Here is Dak's throw chart - which looks like we have a few more yellow dots - interceptions - to figure out again. The QB is really struggling. You can see it in his posture. You can see it in his decision making. And you can see it in his production.
Also - not clearly noted here but more as an aside - most QBs struggle to throw to the opposite sideline. Right handed QBs throwing to the left sideline is an issue as you see below. Also, with that, you generally see the top cornerback locking up on the right side so that he must deal with that obstruction if he chooses to go to his strong side.
DAK PRESCOTT THROW CHART
PERSONNEL GROUPINGS
Unfortunately, this chart above demonstrates that the Cowboys did not accomplish much in their base offense. S11 is the 2-minute drill/3rd down offense and when you call behind by 20 points, they do most of the lifting in what we refer to as "garbage time".
To pass well from under center - all the groupings without the "S" next to it - you need a play-action game and the Cowboys have decided to stop using it. I don't know what they are trying to do right now beyond counting down the days on their calendar to the return of Elliott, to be honest.
SUMMARY AND CONCLUSIONS
You know how I love to break down videos and particular plays, but the NFL has not put up the All-22's at this point and the show must go on. Also, if you were ever going to not look at videos of issues with this offense, maybe Thanksgiving week would be the one to miss, anyway.

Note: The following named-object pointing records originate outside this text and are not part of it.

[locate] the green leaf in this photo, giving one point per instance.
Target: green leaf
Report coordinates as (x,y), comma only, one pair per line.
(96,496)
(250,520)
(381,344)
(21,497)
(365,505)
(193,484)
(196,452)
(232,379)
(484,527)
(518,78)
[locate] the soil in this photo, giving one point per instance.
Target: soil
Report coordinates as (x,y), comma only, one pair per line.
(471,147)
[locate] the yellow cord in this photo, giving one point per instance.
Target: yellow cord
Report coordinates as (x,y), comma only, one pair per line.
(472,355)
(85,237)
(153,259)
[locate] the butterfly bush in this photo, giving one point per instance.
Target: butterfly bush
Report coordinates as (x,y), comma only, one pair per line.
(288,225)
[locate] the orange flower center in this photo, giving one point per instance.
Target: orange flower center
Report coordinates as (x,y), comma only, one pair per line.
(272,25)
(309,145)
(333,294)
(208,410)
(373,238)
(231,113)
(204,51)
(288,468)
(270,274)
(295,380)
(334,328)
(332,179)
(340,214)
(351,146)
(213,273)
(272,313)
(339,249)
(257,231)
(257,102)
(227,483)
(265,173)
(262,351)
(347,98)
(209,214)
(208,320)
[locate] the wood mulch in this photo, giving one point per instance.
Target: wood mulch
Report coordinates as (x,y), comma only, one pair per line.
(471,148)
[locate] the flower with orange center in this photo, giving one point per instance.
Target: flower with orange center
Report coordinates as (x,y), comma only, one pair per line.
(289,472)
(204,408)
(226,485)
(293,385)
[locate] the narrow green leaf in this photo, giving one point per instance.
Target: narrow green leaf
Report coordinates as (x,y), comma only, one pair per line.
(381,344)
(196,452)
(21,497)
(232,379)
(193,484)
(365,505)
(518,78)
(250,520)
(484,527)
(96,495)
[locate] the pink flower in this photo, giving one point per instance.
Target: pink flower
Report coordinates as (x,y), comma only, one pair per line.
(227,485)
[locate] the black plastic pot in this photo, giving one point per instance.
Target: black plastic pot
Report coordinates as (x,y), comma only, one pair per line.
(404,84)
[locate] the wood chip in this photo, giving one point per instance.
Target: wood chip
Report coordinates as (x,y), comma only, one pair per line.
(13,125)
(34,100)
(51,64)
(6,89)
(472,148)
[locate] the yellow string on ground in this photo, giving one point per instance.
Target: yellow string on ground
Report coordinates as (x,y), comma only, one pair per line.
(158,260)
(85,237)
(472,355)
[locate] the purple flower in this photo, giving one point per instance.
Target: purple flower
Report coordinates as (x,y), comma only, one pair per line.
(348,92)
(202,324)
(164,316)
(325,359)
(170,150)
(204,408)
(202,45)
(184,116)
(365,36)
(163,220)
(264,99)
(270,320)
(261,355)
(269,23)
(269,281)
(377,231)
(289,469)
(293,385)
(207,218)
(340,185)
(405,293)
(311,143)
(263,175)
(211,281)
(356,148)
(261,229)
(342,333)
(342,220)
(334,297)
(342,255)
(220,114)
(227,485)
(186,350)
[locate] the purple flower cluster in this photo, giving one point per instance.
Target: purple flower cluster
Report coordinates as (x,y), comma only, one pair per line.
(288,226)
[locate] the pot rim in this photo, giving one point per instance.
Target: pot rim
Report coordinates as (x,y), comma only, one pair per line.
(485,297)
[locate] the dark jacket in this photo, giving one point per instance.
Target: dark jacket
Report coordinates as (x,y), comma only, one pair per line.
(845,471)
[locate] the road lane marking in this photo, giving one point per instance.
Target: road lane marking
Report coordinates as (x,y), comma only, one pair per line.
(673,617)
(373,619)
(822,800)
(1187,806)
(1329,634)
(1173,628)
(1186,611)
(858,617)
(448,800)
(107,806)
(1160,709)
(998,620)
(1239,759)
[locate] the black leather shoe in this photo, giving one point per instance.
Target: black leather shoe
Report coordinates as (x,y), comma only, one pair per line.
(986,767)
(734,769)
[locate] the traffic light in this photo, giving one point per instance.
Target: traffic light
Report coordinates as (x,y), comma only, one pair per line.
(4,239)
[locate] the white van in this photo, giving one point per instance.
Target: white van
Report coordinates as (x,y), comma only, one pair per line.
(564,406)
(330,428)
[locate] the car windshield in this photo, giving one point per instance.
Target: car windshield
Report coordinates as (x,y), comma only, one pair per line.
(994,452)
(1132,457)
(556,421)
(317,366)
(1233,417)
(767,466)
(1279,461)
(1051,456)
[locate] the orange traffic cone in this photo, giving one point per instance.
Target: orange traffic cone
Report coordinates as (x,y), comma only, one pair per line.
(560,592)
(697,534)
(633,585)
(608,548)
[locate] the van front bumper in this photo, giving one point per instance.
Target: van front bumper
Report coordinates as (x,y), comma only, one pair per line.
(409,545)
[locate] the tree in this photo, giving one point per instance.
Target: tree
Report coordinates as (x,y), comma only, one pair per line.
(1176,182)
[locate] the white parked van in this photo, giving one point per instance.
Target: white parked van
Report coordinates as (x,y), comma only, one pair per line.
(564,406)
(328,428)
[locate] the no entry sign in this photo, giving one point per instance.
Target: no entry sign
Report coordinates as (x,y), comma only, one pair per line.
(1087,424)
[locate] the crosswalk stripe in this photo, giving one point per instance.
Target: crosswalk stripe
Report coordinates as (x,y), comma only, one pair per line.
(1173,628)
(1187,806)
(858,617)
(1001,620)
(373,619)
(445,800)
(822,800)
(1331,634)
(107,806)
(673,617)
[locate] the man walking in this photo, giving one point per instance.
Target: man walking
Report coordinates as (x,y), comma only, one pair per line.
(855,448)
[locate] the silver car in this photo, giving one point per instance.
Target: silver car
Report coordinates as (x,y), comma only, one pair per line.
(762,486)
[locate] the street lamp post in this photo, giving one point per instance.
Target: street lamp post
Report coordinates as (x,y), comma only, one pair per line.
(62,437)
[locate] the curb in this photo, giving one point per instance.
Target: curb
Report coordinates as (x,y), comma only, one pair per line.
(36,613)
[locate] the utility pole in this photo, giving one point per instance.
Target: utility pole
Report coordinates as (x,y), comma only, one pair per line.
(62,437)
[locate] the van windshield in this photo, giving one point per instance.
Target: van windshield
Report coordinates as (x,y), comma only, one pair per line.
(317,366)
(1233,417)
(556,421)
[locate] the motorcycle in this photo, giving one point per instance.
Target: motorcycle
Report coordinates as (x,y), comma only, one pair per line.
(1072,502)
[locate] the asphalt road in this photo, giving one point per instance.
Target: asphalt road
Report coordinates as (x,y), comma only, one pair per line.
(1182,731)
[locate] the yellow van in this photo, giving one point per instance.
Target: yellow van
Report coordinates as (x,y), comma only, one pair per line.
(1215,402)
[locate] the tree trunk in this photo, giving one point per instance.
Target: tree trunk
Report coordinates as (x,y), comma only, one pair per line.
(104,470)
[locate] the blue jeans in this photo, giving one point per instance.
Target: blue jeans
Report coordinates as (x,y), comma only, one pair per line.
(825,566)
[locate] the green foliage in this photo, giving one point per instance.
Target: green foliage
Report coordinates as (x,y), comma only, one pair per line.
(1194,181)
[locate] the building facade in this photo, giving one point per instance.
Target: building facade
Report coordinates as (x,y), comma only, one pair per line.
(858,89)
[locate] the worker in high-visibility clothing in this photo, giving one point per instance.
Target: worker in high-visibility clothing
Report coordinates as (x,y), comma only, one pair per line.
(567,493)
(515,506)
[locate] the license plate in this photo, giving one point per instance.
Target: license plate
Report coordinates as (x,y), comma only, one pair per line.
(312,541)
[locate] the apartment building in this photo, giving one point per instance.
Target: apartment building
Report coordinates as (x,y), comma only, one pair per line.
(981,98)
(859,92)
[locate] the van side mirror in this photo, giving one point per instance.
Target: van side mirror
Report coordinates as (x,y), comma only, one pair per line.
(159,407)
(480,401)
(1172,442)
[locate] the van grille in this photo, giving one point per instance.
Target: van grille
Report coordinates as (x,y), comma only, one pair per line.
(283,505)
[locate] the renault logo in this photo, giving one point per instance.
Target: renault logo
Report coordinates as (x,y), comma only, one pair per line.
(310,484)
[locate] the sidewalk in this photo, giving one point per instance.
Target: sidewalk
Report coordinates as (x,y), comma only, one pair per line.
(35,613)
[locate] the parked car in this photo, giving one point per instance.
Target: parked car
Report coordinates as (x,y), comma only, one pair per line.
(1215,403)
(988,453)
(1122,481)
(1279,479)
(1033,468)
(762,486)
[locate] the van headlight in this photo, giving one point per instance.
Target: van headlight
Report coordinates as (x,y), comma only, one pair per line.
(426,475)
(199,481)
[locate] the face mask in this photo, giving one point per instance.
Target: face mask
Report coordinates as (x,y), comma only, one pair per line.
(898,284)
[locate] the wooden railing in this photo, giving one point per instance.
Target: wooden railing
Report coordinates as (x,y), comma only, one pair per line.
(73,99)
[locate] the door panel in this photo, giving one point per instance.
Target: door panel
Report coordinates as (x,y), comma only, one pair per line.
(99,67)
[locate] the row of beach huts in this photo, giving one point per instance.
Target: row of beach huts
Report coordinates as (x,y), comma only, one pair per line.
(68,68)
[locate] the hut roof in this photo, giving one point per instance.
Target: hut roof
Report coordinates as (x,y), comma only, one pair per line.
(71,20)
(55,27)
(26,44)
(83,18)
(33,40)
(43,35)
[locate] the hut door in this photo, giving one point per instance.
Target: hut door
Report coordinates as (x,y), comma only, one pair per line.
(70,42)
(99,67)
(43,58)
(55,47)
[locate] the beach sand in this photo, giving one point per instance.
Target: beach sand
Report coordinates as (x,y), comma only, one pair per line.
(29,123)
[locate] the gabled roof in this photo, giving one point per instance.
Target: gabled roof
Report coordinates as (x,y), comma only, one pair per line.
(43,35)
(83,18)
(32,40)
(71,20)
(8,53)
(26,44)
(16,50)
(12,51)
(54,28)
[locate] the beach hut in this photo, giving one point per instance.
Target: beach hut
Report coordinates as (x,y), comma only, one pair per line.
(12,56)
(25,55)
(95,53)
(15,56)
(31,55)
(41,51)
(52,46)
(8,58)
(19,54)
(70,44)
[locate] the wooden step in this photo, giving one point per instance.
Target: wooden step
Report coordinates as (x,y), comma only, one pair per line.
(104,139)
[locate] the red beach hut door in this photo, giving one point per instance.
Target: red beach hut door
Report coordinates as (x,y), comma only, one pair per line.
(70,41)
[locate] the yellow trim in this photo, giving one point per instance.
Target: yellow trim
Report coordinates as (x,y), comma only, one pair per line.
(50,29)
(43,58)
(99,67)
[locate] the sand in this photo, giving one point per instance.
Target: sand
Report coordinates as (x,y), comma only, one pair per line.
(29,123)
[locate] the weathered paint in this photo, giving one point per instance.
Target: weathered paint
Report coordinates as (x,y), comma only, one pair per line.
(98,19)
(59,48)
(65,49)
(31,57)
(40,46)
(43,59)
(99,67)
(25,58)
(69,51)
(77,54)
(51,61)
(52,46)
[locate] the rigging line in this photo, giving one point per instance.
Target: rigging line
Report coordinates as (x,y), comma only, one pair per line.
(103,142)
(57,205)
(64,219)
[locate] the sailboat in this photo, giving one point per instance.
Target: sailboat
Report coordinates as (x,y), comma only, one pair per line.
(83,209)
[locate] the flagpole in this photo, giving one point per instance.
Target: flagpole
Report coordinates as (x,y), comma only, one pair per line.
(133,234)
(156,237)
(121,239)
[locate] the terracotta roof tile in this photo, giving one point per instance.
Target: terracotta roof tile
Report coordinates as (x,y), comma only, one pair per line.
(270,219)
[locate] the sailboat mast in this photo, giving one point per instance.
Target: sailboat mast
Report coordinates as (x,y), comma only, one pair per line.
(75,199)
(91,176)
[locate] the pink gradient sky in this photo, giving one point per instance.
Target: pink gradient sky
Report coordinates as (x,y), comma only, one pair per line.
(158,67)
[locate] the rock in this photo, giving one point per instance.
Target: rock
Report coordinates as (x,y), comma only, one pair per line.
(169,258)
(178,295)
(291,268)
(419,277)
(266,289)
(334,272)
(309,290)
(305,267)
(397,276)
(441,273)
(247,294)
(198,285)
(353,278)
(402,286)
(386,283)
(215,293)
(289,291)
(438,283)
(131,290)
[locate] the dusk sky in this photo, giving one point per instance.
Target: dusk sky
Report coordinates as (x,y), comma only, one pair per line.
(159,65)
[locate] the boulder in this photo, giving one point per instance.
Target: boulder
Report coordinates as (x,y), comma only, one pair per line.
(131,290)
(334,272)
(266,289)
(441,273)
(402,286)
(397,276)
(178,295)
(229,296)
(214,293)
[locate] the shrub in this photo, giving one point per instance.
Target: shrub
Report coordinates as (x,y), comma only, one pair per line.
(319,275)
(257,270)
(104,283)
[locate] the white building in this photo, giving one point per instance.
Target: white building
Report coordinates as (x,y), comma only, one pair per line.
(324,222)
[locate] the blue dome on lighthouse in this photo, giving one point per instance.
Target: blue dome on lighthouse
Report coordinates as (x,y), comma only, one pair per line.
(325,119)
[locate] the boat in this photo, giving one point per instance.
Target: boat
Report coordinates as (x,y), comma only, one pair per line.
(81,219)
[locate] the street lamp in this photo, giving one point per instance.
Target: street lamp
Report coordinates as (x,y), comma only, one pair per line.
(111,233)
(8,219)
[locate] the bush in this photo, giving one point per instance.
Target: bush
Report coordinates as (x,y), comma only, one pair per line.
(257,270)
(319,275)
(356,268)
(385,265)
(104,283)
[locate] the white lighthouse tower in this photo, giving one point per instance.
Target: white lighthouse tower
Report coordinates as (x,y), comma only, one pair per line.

Three of them were mop-up games at the end of seasons where the Cowboys sat their QB1 because there was no reason to play him. Of the other 14, six were played by backup QBs because the QB1 was injured. That leaves 8 games where the Cowboys' starting QB was present and accounted for and still couldn't past those two low thresholds of points and yards. Four for Tony Romo and four for Dak Prescott. The four for Romo were ALL against the Philadelphia Eagles (2006, 2007, 2011, and 2014).
That leaves Prescott. The Giants game last season and then the last three weeks. This should tell you all you need to know. We aren't talking about winning and losing. We aren't even talking about being close (they have lost the last 3 games by 70 points). We are talking about simply reaching the threshold of the worst defenses in the NFL.
Until they can do it - with or without a RB - no coaching job should be beyond examining. This is brutal and there is no way to spin it any other way.
Unfortunately, asking them to fix it immediately is pointless. They pretty clearly have no idea how to do so.